Common implementation examples are the usage of i686 SSE intrinsics for vector operations.

There can be two kinds of intrinsics: Architecture-dependent intrinsics, and Compiler-dependent intrinsics.

Architecture-dependent intrinsics

Architecture-dependent intrinsics are provided by specific hardware features like SSE on i686 or amd64, like NEON on arm64, or pure assembly code.

Here is an example taken from the fast approximate inverse square root code for i686 SSE:

_mm_store_ss( &y, _mm_rsqrt_ss( _mm_load_ss( &number ) ) );

Here is an example of fast approximate inverse square root for the 32-bit PowerPC platform, this code is not part of the Dæmon engine as this platform is not supported but it is given as a good example of what can be doable:

asm( "frsqrte %0, %1" : "=f"( y ) : "f"( number ) );

Compiler-dependent intrinsics

Compiler-dependent intrinsics are provided by specific compiler features.

Here is an example of implementation of the CountTrailingZeroes function for GCC and Clang:

ans = __builtin_ctz( x );

And here is the same for MSVC:

_BitScanForward( &ans, x );

Generic alternative code

It is important that optimized code using intrinsics functions come with alternative generic code as a fallback, this is useful both for portability (make the port to a new platform or compiler easier) and testing (one may compare the output of the various implementations).

When writing code, one can use the C/C++ DAEMON_USE_COMPILER_INTRINSICS definition to guard the code making use of compiler intrinsics, and some of the DAEMON_USE_ARCH_INTRINSICS_<architecture>[_extension] definitions to guard the code making use of architecture intrinsics.

Here are some examples of preprocessor definitions usable to guard architecture intrinsics code:

  • DAEMON_USE_ARCH_INTRINSICS_i686
  • DAEMON_USE_ARCH_INTRINSICS_i686_sse

The DAEMON_USE_ARCH_INTRINSICS_i686 definition is automatically defined by the CMake code itself.

When a platform is a child of another platform, definitions for both are defined, for example on amd64 both DAEMON_USE_ARCH_INTRINSICS_i686 and DAEMON_USE_ARCH_INTRINSICS_amd64 are defined.

Extension-dependent definitions like DAEMON_USE_ARCH_INTRINSICS_i686_sse are meant to be defined in src/common/Platform.h using architecture-specific definitions like __SSE__ when the DAEMON_USE_ARCH_INTRINSICS definition is set.

When an extension is first defined in a parent platform, the definition is defined for the parent platform, for example on amd64 the DAEMON_USE_ARCH_INTRINSICS_i686_sse is defined, and this definition is meant to be used for both i686 with SSE code path and amd64 code path when architecture intrinsics are enabled.

It is asked to always use DAEMON_USE_ARCH_INTRINSICS_i686_sse instead of __SSE__ within C/C++ preprocessor code to make sure disabling the intrinsics code really disables it.

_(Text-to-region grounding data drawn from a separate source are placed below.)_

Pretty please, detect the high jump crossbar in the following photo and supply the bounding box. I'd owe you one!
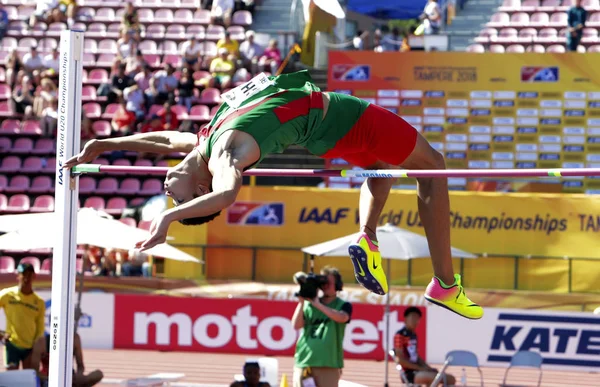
[72,164,600,178]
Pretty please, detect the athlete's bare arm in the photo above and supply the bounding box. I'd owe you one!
[63,131,198,169]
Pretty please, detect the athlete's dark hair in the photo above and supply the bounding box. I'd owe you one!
[404,306,422,318]
[177,188,222,226]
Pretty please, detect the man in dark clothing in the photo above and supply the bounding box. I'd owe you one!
[567,0,586,52]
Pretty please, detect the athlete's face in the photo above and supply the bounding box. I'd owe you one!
[243,365,260,385]
[321,274,337,296]
[404,312,421,331]
[164,168,196,206]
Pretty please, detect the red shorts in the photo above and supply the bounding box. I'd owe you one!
[321,103,418,168]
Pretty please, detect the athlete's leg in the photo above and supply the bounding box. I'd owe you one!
[400,134,454,286]
[358,160,394,242]
[73,370,104,387]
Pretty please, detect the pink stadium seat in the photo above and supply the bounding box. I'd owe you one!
[174,9,193,23]
[140,179,162,195]
[86,23,107,38]
[510,12,529,26]
[21,156,43,173]
[537,27,558,42]
[583,0,600,8]
[76,6,95,19]
[189,105,210,121]
[139,40,158,54]
[526,44,546,52]
[106,197,128,216]
[588,12,600,27]
[97,39,118,54]
[155,160,168,167]
[1,37,17,51]
[0,119,20,134]
[0,102,13,118]
[119,217,137,228]
[5,175,29,193]
[518,28,538,41]
[102,103,119,120]
[82,53,96,67]
[38,37,57,52]
[47,22,67,37]
[129,198,146,207]
[31,138,54,155]
[83,102,102,119]
[232,10,253,27]
[148,104,163,117]
[40,258,52,275]
[499,0,522,11]
[171,104,189,119]
[541,0,560,6]
[21,120,42,136]
[112,158,132,176]
[18,37,38,52]
[489,44,506,53]
[227,26,246,41]
[138,220,152,231]
[78,177,97,194]
[0,84,10,100]
[521,0,540,10]
[84,39,97,54]
[107,23,123,37]
[87,69,109,85]
[165,25,185,40]
[200,88,221,105]
[12,138,33,154]
[547,44,566,52]
[92,120,111,137]
[83,196,106,210]
[206,25,225,41]
[0,156,21,172]
[145,25,166,39]
[119,177,142,194]
[76,258,84,273]
[589,45,600,52]
[162,54,181,67]
[193,70,212,82]
[583,28,599,38]
[0,257,15,274]
[0,137,11,151]
[507,44,526,52]
[530,12,550,26]
[82,86,98,102]
[0,193,6,212]
[143,54,161,68]
[42,157,55,173]
[210,105,221,117]
[578,45,587,53]
[155,9,173,23]
[497,28,518,43]
[96,53,116,67]
[138,8,154,22]
[133,159,153,167]
[187,25,205,38]
[30,195,55,212]
[194,9,211,25]
[549,12,567,27]
[96,177,119,194]
[20,257,41,273]
[6,194,30,213]
[466,44,485,53]
[95,8,116,22]
[29,176,52,194]
[161,40,178,55]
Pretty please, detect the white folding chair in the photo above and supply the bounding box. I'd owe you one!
[430,350,484,387]
[502,351,543,387]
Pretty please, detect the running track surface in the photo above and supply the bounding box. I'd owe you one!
[3,349,595,387]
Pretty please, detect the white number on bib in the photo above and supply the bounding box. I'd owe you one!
[220,72,274,109]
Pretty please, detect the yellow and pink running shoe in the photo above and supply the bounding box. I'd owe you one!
[424,274,484,320]
[348,233,388,295]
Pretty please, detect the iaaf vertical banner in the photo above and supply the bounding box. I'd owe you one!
[113,294,427,361]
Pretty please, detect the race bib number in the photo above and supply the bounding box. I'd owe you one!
[220,72,274,109]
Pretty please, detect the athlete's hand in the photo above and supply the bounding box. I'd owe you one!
[135,212,171,252]
[0,331,10,345]
[63,139,104,169]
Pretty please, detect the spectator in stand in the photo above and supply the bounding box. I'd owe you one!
[125,49,146,77]
[0,263,46,371]
[33,78,58,118]
[6,49,23,88]
[140,114,163,133]
[40,99,58,137]
[381,26,401,51]
[123,84,146,121]
[211,0,234,27]
[217,31,240,59]
[117,32,137,62]
[29,0,60,29]
[209,48,235,89]
[144,77,160,110]
[238,30,263,75]
[109,62,134,102]
[0,6,8,40]
[23,46,45,74]
[57,0,78,28]
[157,100,180,130]
[393,307,455,386]
[259,39,281,75]
[181,36,202,71]
[155,63,178,104]
[134,64,153,91]
[421,0,442,35]
[42,48,60,79]
[11,76,35,117]
[567,0,586,52]
[234,0,256,14]
[121,249,152,277]
[230,362,270,387]
[111,97,136,136]
[352,30,369,50]
[177,67,195,112]
[121,2,141,42]
[30,330,104,387]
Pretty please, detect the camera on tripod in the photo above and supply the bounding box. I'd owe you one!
[293,271,329,299]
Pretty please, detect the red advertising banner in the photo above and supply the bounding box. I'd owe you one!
[113,295,427,361]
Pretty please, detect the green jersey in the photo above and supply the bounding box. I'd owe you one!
[294,298,352,369]
[198,70,369,165]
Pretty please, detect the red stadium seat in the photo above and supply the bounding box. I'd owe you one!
[0,84,10,100]
[83,102,102,119]
[83,196,106,210]
[119,217,137,228]
[42,157,56,173]
[133,159,153,167]
[11,138,33,154]
[96,177,119,194]
[5,175,30,193]
[20,257,41,273]
[40,258,52,275]
[162,54,181,68]
[119,178,141,195]
[0,102,13,118]
[200,88,221,105]
[21,156,43,173]
[82,86,98,102]
[21,120,42,136]
[78,177,97,194]
[171,104,189,119]
[138,220,152,231]
[29,176,53,194]
[0,256,15,274]
[6,194,30,213]
[189,105,210,121]
[0,156,22,172]
[0,137,11,151]
[30,195,55,212]
[31,138,55,155]
[92,120,111,137]
[0,193,6,212]
[0,119,20,134]
[101,103,119,120]
[88,69,109,85]
[140,179,163,195]
[106,197,127,216]
[111,158,132,176]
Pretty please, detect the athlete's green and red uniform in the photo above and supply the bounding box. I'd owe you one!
[198,70,418,168]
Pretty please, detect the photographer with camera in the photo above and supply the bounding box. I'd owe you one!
[291,266,352,387]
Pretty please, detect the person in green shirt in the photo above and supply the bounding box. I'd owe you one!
[291,266,352,387]
[567,0,587,52]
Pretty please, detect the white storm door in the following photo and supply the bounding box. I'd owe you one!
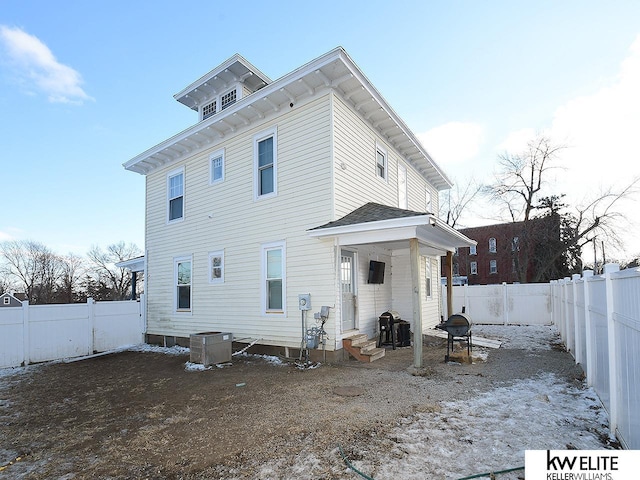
[341,250,356,331]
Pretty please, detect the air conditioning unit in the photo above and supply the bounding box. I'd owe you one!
[190,332,233,366]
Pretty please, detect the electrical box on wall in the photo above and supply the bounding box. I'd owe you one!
[298,293,311,310]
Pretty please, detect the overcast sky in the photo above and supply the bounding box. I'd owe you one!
[1,1,638,260]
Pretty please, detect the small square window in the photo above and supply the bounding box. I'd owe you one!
[202,100,217,120]
[209,250,224,284]
[221,89,237,110]
[3,297,9,305]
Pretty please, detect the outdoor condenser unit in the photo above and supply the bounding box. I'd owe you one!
[189,332,233,366]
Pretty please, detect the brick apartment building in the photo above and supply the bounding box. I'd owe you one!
[443,216,561,285]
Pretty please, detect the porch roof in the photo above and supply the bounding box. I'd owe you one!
[308,203,476,255]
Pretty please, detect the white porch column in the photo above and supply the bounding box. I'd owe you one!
[410,238,423,369]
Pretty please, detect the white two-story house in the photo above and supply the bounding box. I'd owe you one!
[124,47,474,364]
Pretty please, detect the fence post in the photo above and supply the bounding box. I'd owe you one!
[582,270,594,386]
[563,277,571,350]
[604,263,619,439]
[572,274,582,364]
[501,282,508,325]
[22,300,30,366]
[87,297,95,355]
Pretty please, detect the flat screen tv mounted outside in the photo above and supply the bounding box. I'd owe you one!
[368,260,385,284]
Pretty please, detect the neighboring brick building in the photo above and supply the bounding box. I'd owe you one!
[443,216,561,285]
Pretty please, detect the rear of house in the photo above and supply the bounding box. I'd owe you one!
[124,47,474,360]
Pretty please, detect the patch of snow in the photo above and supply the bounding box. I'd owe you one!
[474,324,560,350]
[351,373,609,480]
[234,352,287,366]
[127,344,190,355]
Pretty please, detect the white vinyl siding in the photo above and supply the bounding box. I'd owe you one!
[397,162,407,209]
[333,93,433,217]
[144,95,335,346]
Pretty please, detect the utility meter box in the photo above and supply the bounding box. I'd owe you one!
[190,332,233,365]
[298,293,311,310]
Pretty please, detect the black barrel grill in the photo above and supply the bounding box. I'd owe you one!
[436,311,472,361]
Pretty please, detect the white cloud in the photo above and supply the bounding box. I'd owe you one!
[549,34,640,192]
[0,25,92,104]
[496,127,538,154]
[417,121,485,165]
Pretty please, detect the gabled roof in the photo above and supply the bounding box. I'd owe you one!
[123,47,453,191]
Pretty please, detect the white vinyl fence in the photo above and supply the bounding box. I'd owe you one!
[552,265,640,450]
[441,282,553,325]
[442,266,640,449]
[0,296,145,369]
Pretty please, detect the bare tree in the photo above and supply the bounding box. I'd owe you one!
[487,134,638,282]
[439,177,483,228]
[57,253,87,303]
[0,240,61,304]
[86,242,142,300]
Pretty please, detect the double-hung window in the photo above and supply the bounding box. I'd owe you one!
[210,149,224,184]
[376,143,387,180]
[470,245,477,255]
[168,168,184,222]
[262,241,285,313]
[470,261,478,275]
[254,127,277,199]
[424,258,432,299]
[175,256,192,311]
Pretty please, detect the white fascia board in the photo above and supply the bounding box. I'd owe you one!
[308,215,432,239]
[333,226,420,246]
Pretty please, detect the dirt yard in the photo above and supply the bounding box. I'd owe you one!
[0,329,598,479]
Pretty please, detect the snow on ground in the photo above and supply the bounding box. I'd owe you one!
[360,373,609,479]
[474,323,561,350]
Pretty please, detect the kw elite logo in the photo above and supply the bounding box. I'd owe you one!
[525,450,638,480]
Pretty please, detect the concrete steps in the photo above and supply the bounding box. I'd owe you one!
[342,334,386,362]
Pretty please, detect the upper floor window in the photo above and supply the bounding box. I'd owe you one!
[512,236,520,251]
[199,86,240,120]
[490,259,498,274]
[376,144,387,180]
[470,245,477,255]
[3,297,9,305]
[470,261,478,275]
[167,168,184,223]
[489,237,497,253]
[254,127,277,199]
[175,256,192,311]
[210,149,225,184]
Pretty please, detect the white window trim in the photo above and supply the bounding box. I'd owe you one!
[3,297,9,305]
[375,142,388,182]
[209,148,225,185]
[470,261,478,275]
[167,166,185,224]
[254,127,278,200]
[174,255,193,314]
[261,240,286,316]
[208,250,224,284]
[424,257,432,300]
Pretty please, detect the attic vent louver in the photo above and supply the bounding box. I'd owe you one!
[202,101,217,120]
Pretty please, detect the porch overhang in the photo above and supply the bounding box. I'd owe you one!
[308,214,476,254]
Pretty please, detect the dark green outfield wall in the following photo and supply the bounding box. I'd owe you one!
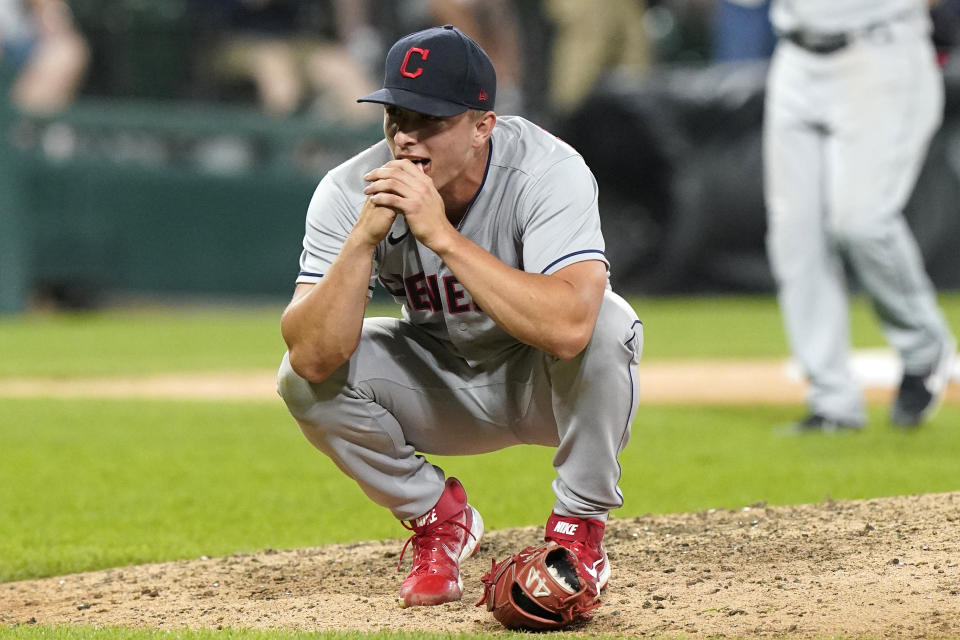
[0,97,380,311]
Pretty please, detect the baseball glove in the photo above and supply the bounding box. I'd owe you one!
[476,541,600,630]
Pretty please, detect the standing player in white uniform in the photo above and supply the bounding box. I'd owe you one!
[277,25,642,608]
[764,0,956,430]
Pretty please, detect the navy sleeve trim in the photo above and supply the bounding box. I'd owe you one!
[298,271,372,292]
[624,319,643,346]
[540,249,607,274]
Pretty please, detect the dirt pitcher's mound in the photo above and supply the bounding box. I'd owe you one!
[3,493,959,638]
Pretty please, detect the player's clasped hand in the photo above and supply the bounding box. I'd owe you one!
[355,198,397,248]
[363,159,452,249]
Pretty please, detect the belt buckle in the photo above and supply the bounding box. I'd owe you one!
[791,30,848,54]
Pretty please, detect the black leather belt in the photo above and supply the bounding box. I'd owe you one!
[780,10,920,55]
[782,30,850,54]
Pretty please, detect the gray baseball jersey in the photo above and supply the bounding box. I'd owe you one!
[297,115,609,366]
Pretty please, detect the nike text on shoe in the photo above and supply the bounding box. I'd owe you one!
[892,339,956,427]
[397,477,484,607]
[544,512,608,596]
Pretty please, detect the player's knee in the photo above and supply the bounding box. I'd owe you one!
[277,352,353,438]
[828,208,888,249]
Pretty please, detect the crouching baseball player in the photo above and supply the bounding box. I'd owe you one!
[277,25,641,626]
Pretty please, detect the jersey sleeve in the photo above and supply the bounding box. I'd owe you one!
[519,154,608,275]
[296,173,377,296]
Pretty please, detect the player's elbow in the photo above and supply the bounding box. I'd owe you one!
[287,347,342,384]
[542,263,606,360]
[550,344,585,361]
[545,323,594,361]
[281,316,355,383]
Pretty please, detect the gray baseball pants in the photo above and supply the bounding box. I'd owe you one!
[277,289,641,522]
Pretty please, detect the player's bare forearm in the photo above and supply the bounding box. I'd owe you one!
[434,232,607,360]
[280,236,376,382]
[282,199,396,381]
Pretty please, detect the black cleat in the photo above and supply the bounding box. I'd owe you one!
[891,341,955,427]
[786,413,864,434]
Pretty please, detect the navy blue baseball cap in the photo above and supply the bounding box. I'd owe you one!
[358,25,496,117]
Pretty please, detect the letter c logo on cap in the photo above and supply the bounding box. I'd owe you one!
[400,47,429,78]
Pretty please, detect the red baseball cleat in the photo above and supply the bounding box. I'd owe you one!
[544,512,608,596]
[397,477,484,607]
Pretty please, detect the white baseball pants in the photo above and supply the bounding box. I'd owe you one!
[764,14,954,423]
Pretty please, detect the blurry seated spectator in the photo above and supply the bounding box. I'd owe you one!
[330,0,384,81]
[932,0,960,64]
[712,0,775,62]
[200,0,378,122]
[427,0,525,114]
[545,0,651,120]
[0,0,89,113]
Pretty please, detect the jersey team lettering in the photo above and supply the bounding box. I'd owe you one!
[379,271,482,314]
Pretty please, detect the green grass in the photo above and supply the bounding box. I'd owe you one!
[634,291,960,359]
[2,398,959,584]
[2,292,958,377]
[0,307,289,378]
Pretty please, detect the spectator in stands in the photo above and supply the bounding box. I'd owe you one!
[712,0,775,61]
[0,0,89,113]
[931,0,960,63]
[199,0,379,122]
[426,0,525,115]
[543,0,652,120]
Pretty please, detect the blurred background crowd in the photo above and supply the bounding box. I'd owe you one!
[3,0,957,120]
[2,0,960,310]
[0,0,777,122]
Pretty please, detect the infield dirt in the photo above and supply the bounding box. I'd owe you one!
[1,358,958,405]
[3,492,960,638]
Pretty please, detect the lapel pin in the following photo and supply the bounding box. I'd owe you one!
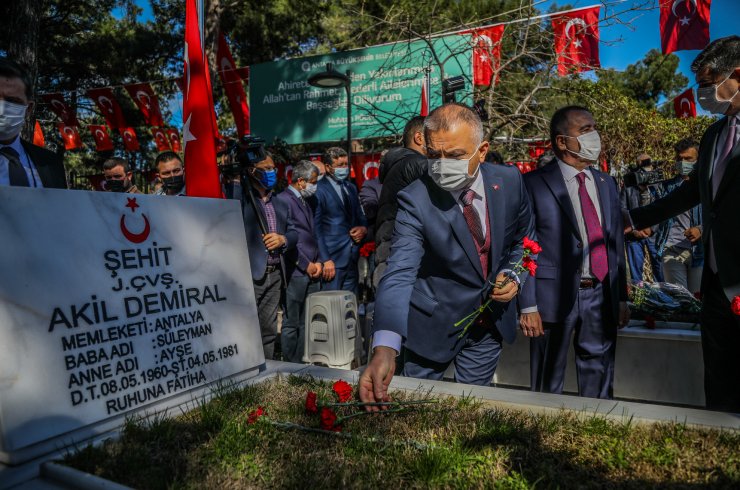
[493,184,500,191]
[600,177,605,182]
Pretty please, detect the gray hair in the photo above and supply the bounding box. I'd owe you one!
[292,160,318,182]
[423,103,484,144]
[691,35,740,77]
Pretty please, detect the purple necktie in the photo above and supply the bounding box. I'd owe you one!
[712,117,737,197]
[576,172,607,282]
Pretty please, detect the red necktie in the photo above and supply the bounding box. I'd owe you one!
[576,172,607,281]
[461,188,488,274]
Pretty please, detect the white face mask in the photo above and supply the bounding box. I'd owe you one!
[300,182,317,198]
[428,144,481,192]
[0,100,27,141]
[563,130,601,162]
[697,72,739,115]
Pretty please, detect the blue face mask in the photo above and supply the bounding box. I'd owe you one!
[255,168,277,190]
[333,167,350,181]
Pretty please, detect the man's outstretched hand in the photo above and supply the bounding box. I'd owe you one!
[358,346,396,412]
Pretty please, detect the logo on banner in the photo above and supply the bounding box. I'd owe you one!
[120,198,151,244]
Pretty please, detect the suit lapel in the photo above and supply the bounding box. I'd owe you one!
[21,141,47,187]
[435,183,484,280]
[592,169,612,240]
[713,136,740,205]
[294,191,313,225]
[541,163,581,239]
[483,171,504,282]
[701,122,721,200]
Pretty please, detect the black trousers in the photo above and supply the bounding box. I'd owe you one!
[253,267,283,361]
[700,269,740,412]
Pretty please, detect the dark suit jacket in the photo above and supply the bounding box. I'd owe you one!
[240,183,297,282]
[276,188,319,279]
[631,116,740,300]
[373,163,535,363]
[313,177,367,270]
[20,140,67,188]
[519,162,627,326]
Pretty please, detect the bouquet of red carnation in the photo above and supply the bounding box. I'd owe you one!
[359,241,376,258]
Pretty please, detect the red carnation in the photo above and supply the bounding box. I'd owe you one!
[522,256,537,276]
[523,237,542,255]
[732,296,740,316]
[305,391,318,414]
[359,241,376,258]
[319,407,341,431]
[332,380,353,403]
[247,406,265,424]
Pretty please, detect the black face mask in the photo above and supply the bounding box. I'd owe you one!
[163,174,185,193]
[106,179,127,192]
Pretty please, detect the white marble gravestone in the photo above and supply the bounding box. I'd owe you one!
[0,186,263,467]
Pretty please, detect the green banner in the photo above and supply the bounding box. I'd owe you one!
[249,35,473,144]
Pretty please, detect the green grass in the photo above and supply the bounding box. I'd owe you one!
[62,375,740,489]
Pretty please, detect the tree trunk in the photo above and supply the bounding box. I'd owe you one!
[7,0,43,141]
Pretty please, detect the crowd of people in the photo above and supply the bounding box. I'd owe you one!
[1,35,738,413]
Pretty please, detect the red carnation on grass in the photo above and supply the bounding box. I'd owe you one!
[247,406,266,424]
[732,296,740,316]
[305,392,318,414]
[319,407,341,432]
[523,236,542,255]
[645,315,656,329]
[332,380,353,403]
[522,256,537,276]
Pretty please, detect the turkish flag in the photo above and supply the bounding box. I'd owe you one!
[420,71,430,116]
[124,82,165,127]
[183,0,221,198]
[552,6,601,76]
[217,32,250,136]
[151,127,172,152]
[33,121,45,147]
[660,0,711,54]
[41,93,78,126]
[166,128,181,152]
[86,87,127,129]
[120,127,140,152]
[674,88,697,118]
[89,125,114,151]
[56,123,82,150]
[471,25,505,86]
[351,153,381,189]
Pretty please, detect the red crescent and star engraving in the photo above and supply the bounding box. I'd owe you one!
[120,197,151,244]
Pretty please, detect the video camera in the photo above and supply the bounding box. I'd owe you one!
[219,135,267,177]
[622,159,665,188]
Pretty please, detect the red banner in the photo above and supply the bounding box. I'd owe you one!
[86,87,127,129]
[217,32,250,136]
[124,82,165,127]
[471,25,505,86]
[660,0,711,55]
[674,88,697,118]
[57,123,82,150]
[41,93,78,126]
[552,6,601,76]
[89,125,114,151]
[351,153,381,189]
[151,127,171,152]
[166,128,181,152]
[33,121,45,147]
[183,0,221,197]
[120,127,140,152]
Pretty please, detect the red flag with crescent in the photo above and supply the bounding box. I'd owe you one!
[552,6,601,76]
[660,0,711,55]
[86,87,127,129]
[674,88,697,118]
[41,93,79,126]
[124,82,165,127]
[151,127,172,152]
[33,121,45,147]
[420,70,430,116]
[470,25,505,86]
[89,124,114,151]
[217,32,251,136]
[183,0,221,198]
[166,128,181,152]
[56,122,82,150]
[120,127,140,151]
[351,153,381,189]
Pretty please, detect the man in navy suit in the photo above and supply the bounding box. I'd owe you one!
[276,160,323,363]
[240,152,297,360]
[360,104,535,406]
[519,106,629,400]
[314,147,368,294]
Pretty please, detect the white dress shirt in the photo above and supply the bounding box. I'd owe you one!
[0,135,43,188]
[372,170,488,354]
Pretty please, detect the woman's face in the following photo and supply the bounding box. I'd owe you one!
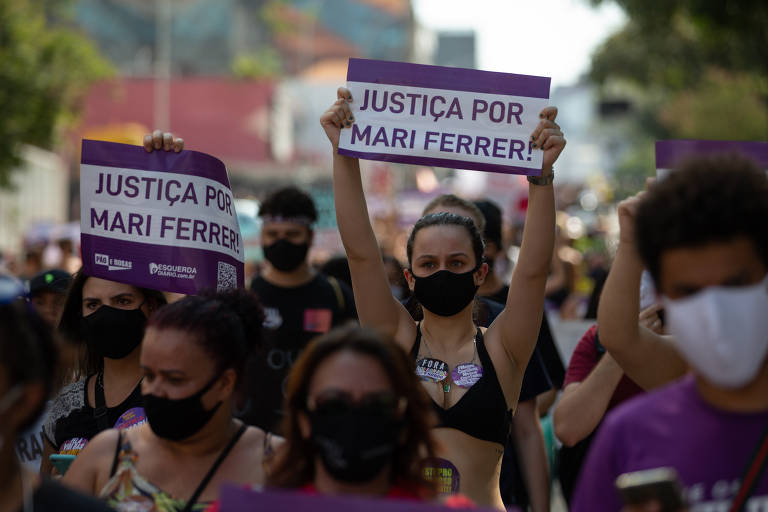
[139,327,232,405]
[406,225,486,293]
[409,225,478,277]
[300,350,394,438]
[81,277,151,317]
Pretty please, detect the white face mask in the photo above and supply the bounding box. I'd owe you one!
[662,275,768,389]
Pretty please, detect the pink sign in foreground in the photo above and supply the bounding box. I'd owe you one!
[80,140,244,294]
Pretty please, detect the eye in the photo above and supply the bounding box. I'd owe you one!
[117,297,133,306]
[85,301,99,310]
[142,372,155,382]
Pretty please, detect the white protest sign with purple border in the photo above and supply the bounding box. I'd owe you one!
[338,58,551,176]
[80,140,244,294]
[656,139,768,178]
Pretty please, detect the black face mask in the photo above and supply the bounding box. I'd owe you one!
[142,373,222,442]
[310,407,402,483]
[81,305,147,360]
[263,239,310,272]
[412,268,478,317]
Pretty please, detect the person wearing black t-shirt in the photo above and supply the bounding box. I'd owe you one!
[0,277,112,512]
[244,187,357,432]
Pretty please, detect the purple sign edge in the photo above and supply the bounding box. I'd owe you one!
[219,485,486,512]
[81,233,244,295]
[337,148,542,176]
[347,58,551,99]
[655,140,768,169]
[81,139,230,188]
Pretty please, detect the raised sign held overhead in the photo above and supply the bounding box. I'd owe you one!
[338,59,551,176]
[80,140,244,294]
[656,139,768,178]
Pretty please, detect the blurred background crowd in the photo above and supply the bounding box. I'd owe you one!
[2,0,765,291]
[1,1,766,509]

The same will be true if we implement similar definitions like DAEMON_USE_ARCH_INTRINSICS_arm64_neon in the future, it would have to be preferred over __ARM_NEON__.

Toggling optimized and alternative code

We provide two CMake options USE_COMPILER_INTRINSICS and USE_ARCH_INTRINSICS to make easy to enable or disable the use of compiler or architecture optimized code. Those options are enabled by default.